スパイク・ジョーンズ監督の最新作「her/世界でひとつの彼女」は、コンピューターの人工知能と恋に落ちる男性の物語だ(日本公開は2014年6月)。
この映画がきっかけとなり、ブログやツイッター上では、インターネット・コミュニケーションが盛んなこの時代に、人間同士の親密なつながりは今後どのように変化していくのか、熱心に意見が交わされている。科学者や社会学者だけでなくあらゆる人々が、スマートフォン(以下スマホ)がいけないという意見に同意しているようだ。
愛すべきスマホは、たしかに、悲しい時には慰めてくれるし、お腹が空いた時には最寄りのドーナツ屋さんを教えてくれる。けれどもスマホは、リアルでの恋愛のように、人間を変えてしまうほどの影響力を持っているのだろうか?
Siriの声は、上述した映画でスマホの声を演じているスカーレット・ヨハンソンとは似ても似つかない。そんなスマホと恋に落ちるなど、ありうるのだろうか?
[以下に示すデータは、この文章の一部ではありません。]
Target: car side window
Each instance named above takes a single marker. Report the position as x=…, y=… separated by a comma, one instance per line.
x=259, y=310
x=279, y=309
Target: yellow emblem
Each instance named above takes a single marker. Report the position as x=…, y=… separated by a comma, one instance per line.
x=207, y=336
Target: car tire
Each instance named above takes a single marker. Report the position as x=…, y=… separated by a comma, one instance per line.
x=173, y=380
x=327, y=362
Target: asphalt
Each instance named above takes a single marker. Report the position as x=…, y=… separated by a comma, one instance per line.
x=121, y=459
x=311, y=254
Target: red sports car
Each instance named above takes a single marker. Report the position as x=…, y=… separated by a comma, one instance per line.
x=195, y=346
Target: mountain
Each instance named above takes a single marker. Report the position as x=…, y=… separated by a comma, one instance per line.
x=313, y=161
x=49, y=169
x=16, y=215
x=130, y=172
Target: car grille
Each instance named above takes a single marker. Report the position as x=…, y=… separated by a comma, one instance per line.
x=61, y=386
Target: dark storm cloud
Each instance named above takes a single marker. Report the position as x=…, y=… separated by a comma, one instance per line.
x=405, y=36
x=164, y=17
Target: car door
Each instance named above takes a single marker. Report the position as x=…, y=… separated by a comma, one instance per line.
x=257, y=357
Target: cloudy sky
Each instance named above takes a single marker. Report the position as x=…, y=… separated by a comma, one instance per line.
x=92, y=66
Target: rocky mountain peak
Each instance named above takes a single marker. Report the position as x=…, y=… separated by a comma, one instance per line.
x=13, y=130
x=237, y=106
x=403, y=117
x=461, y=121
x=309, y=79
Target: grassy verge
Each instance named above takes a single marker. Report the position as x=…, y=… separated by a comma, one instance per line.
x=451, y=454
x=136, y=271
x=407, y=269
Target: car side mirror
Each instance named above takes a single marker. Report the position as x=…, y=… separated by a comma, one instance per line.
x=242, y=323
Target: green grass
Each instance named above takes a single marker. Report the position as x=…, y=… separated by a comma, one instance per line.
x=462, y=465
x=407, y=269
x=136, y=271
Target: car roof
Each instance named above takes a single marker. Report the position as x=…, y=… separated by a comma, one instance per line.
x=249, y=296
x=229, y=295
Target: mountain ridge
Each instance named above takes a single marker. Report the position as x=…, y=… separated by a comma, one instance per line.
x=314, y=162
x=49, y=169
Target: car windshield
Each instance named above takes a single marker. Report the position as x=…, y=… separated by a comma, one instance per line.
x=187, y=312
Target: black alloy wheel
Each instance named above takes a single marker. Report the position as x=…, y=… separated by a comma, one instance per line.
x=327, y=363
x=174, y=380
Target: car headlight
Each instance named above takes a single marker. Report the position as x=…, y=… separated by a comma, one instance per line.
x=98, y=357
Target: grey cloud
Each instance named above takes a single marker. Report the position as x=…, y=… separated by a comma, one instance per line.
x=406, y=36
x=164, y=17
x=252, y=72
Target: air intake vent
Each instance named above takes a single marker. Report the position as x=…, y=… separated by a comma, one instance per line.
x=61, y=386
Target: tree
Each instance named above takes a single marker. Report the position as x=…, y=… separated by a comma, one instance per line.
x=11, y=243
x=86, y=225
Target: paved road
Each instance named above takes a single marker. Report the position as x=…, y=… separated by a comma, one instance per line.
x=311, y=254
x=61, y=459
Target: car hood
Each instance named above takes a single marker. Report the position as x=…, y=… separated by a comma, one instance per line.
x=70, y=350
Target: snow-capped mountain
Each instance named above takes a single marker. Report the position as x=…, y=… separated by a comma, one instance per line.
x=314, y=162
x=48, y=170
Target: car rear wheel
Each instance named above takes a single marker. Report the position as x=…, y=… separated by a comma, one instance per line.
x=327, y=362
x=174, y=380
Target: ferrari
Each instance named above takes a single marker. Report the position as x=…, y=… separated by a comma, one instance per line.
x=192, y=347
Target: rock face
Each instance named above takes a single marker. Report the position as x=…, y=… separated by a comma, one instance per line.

以下、あなたがスマホによって人格まで変わりつつあることを示す証拠を挙げていこう。
1.大切なスマホと自分以外の世界が存在していることを、時々忘れてしまう。
幸い、周囲の人間もみな、スマホとカップルになっているようだ。
2.ほかの誰かから、どんなに誘惑されても惑わされない。
自分のスマホ以外、一切目に入らないのだ。
3.ロマンスと熱情の波に、いまだにさらわれてしまう。
これが都会型のロマンスだ。
4.スマホと一緒に人に会いに出かけても、結局は、ほかの誰とも話をしない。
恋人ができたとたん、ほかの人とは話さなくなってしまう人を、あなたも知っていることだろう。
5.人々の中にいても、自分はスマホと2人きりのような気がする。
スマホがおもしろいのに、周囲の人間は何かと邪魔をする。
仕方がないので、とりあえず失礼のないよう対応している。
6.ときには、関係を隠さなければいけないときもある。ふたりの関係を理解してくれない人たちもいるからだ。
これこそ、「マスター級」のメール術だ。
7.自分の子どもともうまくやってくれるので、スマホがますます愛しくなる。
おとぎ話はエンドレスに話してくれる。
8.スマホとの関係を、ほかの人間関係と両立させることは難しい。けれどもとうとう、その方法がわかった。
おかげで、1日の終わりに、スマホと一緒に静かなひと時を過ごせるようになった(隣に座るパートナーもスマホを手にしているから)。
9.家族からは非難されない。なぜなら彼らもスマホに首ったけだから。
家族全員が電子機器に没頭する写真が掲載されたクリスマスカード。「めりくりあけおめ」
何だかんだあったが、スマホも今では家族の一員となったのだ。
10.オバマ大統領の一家さえも、スマホとの関係を支援する意向を示した。
モバイル機器と、どうしたら健全かつ長期的な関係が構築できるのか、大統領一家はそのロールモデルになっている。
11.政治家は、仕事中にこっそりスマホといちゃいちゃすること知られている。
財政の崖?(爆笑) どうだっていいさ;)
12.華やかなセレブたちも、一流ブランドのファッションショーにスマホ同伴で現れる。
ファッション専門家たちは、斬新な曲線や使いやすさを高く評価している……もちろん、洋服の話だ。
13.美術館にも、ぜひ連れていく。
構図も背景もいい。
14.まだまだ互いを知り尽くしていない、と日々実感する。
「君の好きな色は何?」「わたしの好きな色とは…そうですね、あなたの使われる言語では何と言うのかわかりません。それは緑色っぽいですが、もう少し広がりがありますね」
自分の考えをハキハキと述べる彼女なら、母親も気に入ってくれそうだ。
15.どんな時でも、できるかぎり近くに存在したい。
熱いまなざしを浴びせながら。
16.もう独りでは眠れない。
ふたりはベッドで何時間も一緒に過ごす。
ときには、妙な事故が起こったりもする。有名人もそうらしい。
英男性アイドルグループ「ワン・ダイレクション」のハリー・スタイルズはこうツイートした。「顔にスマホを落としちゃった」
Just dropped my phone on my face.
— Harry Styles (@Harry_Styles) October 27, 2013
17.スマホとの絆に不安を抱く必要はもうない。一緒にトイレに入っても平気な間柄になったのだから。
トイレに一緒でも平気、というのは、ハネムーン気分はもう終わりということだが、安定した関係はもっと大切だ。一日の終わりにゲーム「キャンディ・クラッシュ」をするときには、しっかりしたアイコンタクトも必要だし。バーチャル・リアリティに万歳。